The high amount of clients might be caused by idle clients, which are for some reason never closed (found in a blog post by heroku):

By default, Redis will never close idle connections, which means that if you don't close your Redis connections explicitly, you will lock yourself out of your instance.

To ensure this doesn't happen, Heroku Redis sets a default connection timeout of 300 seconds. This timeout doesn’t apply to non-publish/subscribe clients, and other blocking operations.

I added now a kill function for idle clients right before EVERY one of my tasks:

def kill_idle_clients():
    if 'DYNO' in os.environ:
        redis_db = redis.StrictRedis(host='HOST', port=15249, password='REDISDBPW')
    else:
        redis_db = redis.StrictRedis()

    all_clients = redis_db.client_list()
    counter = 0
    for client in all_clients:
        if int(client['idle']) >= 15:
            redis_db.client_kill(client['addr'])
            counter += 1

    print ('killing idle clients:', counter)

Before a task starts it closes all clients, which idle more than 15 sec. It works again on localhost (but no surprise, it always worked on localhost). I have less clients, but on heroku it worked now only 2 times of 10. 8 times the tasks finished too early again. Maybe the idle clients were not really idle, I have no clue.

Its also almost impossible to test, as every execution of the tasks has a different outcome (Loses connection to redis, reached client limit, finishes too early, works perfect).

EDIT

It seems celery settings were ignored all the time. I was suspicious about this all the time and decided to test it by adding some random arguments and changing values to non-sense. I restarted the celery worker ofc.

I expected to see some errors, but it works like nothing happened.

Everything works like before with these non-sense configurations:

celery = Celery(app.name, broker=app.config['REDIS_URL'], backend=app.config['REDIS_URL'], redis_max_connections='pups', BROKER_TRANSPORT_OPTIONS = {
    'max_connections': 20,
}, broker_pool_limit=None, broker_connection_timeout='pups', pups="pups")
celery.conf.broker_transport_options = {'visibility_timeout': 'pups'}

EDIT

I changed the way I load configurations for celery (from a seperate config file).
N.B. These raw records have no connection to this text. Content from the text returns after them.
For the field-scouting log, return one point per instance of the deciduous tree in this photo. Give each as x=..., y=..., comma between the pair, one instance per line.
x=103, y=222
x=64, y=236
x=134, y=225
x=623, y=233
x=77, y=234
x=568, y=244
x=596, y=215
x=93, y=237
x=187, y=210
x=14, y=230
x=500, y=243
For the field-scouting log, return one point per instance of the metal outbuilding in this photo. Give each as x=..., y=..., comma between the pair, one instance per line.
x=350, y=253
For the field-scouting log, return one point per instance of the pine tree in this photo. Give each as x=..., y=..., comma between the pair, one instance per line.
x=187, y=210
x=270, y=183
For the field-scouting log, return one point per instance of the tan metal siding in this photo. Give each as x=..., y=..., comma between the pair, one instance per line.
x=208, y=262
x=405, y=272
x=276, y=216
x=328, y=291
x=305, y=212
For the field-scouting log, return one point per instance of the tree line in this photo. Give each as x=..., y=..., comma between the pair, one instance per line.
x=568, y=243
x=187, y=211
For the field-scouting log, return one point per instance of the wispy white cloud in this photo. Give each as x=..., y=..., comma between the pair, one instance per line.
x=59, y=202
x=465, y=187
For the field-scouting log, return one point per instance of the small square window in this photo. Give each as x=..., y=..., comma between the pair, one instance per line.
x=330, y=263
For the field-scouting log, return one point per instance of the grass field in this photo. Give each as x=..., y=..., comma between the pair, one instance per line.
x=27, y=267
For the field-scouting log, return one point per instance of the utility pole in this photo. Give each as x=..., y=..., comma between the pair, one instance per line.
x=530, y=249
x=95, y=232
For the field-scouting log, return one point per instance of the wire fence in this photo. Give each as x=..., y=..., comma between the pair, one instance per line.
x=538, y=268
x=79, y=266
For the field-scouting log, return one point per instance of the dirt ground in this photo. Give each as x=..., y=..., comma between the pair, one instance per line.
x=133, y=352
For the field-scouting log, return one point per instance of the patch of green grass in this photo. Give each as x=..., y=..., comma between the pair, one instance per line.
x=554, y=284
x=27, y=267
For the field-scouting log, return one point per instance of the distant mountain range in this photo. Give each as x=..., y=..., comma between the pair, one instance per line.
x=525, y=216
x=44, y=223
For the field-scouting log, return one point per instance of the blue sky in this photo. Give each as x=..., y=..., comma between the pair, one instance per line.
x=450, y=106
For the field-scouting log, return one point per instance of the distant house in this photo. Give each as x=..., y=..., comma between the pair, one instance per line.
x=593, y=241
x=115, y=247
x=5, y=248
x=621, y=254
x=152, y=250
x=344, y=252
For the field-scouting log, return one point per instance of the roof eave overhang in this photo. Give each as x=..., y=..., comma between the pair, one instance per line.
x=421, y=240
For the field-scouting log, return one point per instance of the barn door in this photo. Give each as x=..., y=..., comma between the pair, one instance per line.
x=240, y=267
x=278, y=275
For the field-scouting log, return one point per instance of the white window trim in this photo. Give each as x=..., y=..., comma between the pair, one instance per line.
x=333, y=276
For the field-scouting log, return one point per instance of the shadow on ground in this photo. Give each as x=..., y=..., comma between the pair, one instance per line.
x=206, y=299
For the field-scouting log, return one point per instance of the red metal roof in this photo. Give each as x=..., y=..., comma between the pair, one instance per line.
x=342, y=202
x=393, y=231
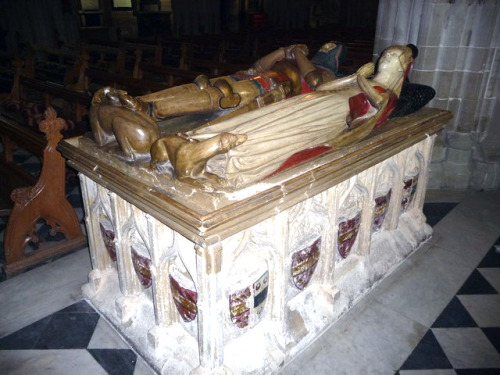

Seems to work now, but the issues remain the same.

celery_task = Celery(broker=app.config['REDIS_URL'], backend=app.config['REDIS_URL'])
celery_task.config_from_object('celeryconfig')

EDIT

With these configurations I managed to cap the amount of clients on localhost at 18 for all tasks (I tried all 12 tasks). However on heroku it "somehow" works. There are less clients, but the amount reached 20 once, eventhough I thought I could not exceed 18. (I tested on heroku with 4 tasks).

Testing on heroku with all 12 tasks triggers many different SQL errors. I am now more confused than before. It seems the same task is executed multiple times, but I see only 12 task URL's.

I think that because the SQL errors are f.e.:

sqlalchemy.exc.InternalError: (pymysql.err.InternalError) Packet sequence number wrong - got 117 expected 1

or

sqlalchemy.exc.InterfaceError: (pymysql.err.InterfaceError) (0, '')

or

Multiple rows were found for one()

I tested a few times on heroku with 4 tasks and there were times the task results were returned, but the results were super weird.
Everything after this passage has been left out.